Leur périple, qui prit fin le 3 mars 1990, fut la première exploration de la région dans son intégralité.
A quelques 118 kilomètres d'Urumqi, chef-lieu de la région autonome ouïgoure du Xinjiang, se profile le Glacier nº1 des monts Tianshan. La fonte des glaces de l'un des dix glaciers les plus célèbres au monde, libère une importante quantité d'eau qui viendra alimenter la rivière Urumqi, approvisionnant ainsi en eau les millions de personnes qui vivent sur ses berges.
Or, ce magnifique glacier s'atrophie. Au cours des quatre dernières décennies, celui-ci a reculé d'un quart, selon les données récemment publiées par l'Observatoire des glaciers des monts Tianshan, administré par l'Académie chinoise des sciences (ACS).
Qin Dahe, qui, du haut de ses 61 ans, possède plusieurs flèches à son arc : glaciologue, climatologue et membre de l'ACS, fut choqué par l'ampleur des dégâts lors de sa dernière visite sur la mer de glace, l'année dernière.
Ce chercheur de renom, qui, il y a plus de vingt ans avait rédigé sa thèse de master sur le glacier nº1, impute au réchauffement climatique mondial la fonte des glaciers en Chine au cours des dernières décennies, qui progresse à un rythme effrayant. Le scientifique formulait la mise en garde suivante : si la température continue de progresser à son rythme actuel, la superficie des glaciers du plateau du Qinghai-Tibet pourrait décliner de 500 000 m² en 1995 à 100 000 m² d'ici à 2030. En l'absence des glaciers, les vastes terres intérieures de l'Asie pourraient pâtir de dramatiques pénuries d'eau. Les oasis retourneraient à la poussière, ce qui priverait les locaux de leur habitat traditionnel.

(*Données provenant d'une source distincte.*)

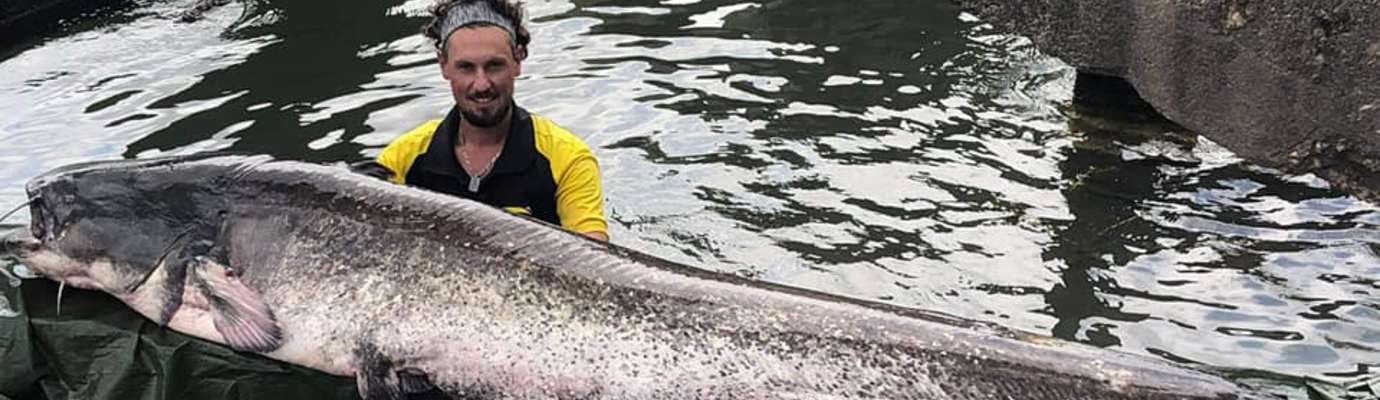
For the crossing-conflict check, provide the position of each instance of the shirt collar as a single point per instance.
(518, 148)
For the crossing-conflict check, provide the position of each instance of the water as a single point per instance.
(897, 151)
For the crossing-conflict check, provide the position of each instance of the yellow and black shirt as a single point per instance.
(544, 170)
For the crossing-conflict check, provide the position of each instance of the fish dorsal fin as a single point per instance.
(239, 313)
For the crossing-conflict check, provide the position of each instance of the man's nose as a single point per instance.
(482, 83)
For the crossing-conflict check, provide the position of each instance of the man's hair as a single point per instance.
(509, 10)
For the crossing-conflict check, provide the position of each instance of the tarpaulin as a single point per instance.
(98, 348)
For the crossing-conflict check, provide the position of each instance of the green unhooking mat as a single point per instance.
(97, 348)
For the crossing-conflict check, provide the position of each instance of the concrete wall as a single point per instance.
(1292, 84)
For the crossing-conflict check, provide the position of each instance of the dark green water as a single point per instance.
(896, 151)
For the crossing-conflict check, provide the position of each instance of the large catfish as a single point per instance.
(410, 291)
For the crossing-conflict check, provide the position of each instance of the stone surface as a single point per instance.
(1292, 84)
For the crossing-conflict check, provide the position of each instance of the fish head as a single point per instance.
(108, 225)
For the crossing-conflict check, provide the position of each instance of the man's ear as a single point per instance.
(440, 61)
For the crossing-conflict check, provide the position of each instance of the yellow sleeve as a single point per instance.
(403, 151)
(576, 170)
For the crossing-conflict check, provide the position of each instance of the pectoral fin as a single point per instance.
(239, 313)
(374, 374)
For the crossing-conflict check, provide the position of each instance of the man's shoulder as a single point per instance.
(555, 140)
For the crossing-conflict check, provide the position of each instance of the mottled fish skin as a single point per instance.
(411, 290)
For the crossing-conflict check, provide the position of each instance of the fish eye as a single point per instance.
(37, 218)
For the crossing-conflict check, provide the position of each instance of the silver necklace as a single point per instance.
(478, 177)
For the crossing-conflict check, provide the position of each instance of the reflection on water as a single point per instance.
(901, 152)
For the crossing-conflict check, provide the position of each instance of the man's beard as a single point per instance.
(483, 120)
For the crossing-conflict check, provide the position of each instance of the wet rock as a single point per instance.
(1292, 84)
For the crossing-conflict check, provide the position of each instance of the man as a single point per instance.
(487, 148)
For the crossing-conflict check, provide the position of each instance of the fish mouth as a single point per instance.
(21, 243)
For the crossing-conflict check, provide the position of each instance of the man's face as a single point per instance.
(480, 68)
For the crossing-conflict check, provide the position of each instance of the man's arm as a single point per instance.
(580, 197)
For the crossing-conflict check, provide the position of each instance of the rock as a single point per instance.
(1290, 84)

Ce chercheur illustre s'est spécialisé dans l'étude de la cryosphère (étendues terrestres où l'eau est présente à l'état solide, de manière permanente ou temporaire) et des changements climatiques. Avant sa retraite l'année dernière, celui-ci était le dirigeant de l'Agence météorologique chinoise (AMC). Il fut également le représentant permanent de la Chine au sein de l'Organisation météorologique mondiale (OMM).
Des recherches qui font référence
Au fil des années, Qin a participé à de multiples expéditions scientifiques au pôle Sud, au pôle Nord ainsi que sur le plateau du Qinghai-Tibet. Il fut également le chef de file de recherches extensives et approfondies portant sur la calotte glaciaire du pôle Sud, l'évolution glaciaire et les changements environnementaux dans le massif de l'Himalaya. Le fruit de ses études a eu d'importantes retombées.

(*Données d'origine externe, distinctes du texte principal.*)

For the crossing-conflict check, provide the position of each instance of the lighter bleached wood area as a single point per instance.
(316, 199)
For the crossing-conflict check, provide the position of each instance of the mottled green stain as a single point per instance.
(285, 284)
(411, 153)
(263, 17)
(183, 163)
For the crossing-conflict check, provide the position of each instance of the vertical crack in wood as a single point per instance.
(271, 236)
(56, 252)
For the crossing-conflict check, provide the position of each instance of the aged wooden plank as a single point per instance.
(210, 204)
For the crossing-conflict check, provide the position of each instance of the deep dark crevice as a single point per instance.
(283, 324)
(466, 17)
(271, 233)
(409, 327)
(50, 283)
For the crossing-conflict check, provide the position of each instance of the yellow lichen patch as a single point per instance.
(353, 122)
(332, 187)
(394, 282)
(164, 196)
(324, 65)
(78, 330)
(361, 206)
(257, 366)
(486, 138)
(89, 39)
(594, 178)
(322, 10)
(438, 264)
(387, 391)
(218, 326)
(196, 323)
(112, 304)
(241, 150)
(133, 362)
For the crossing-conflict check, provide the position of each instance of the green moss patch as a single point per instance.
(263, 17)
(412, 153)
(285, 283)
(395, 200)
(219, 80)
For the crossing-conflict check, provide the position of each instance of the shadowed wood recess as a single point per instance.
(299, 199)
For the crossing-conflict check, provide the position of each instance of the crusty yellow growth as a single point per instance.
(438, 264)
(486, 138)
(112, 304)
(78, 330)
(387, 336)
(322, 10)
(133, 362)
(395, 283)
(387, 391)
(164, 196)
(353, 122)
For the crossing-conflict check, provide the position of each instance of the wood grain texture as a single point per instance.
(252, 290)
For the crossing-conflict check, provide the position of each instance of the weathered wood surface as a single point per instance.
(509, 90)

Les investigations de M. Qin ont attiré les projecteurs sur les changements climatiques. D'après lui, près de 90 % du réchauffement planétaire sont imputables aux activités humaines et si notre comportement n'évolue pas radicalement, la température moyenne pourrait grimper en moyenne de 6ºC d'ici à la fin de 2100. Des études corroborent en partie ses affirmations et précisent qu'une augmentation de 4ºC de la température moyenne pourrait aboutir sur une perte de 1 à 5% sur le PIB mondial.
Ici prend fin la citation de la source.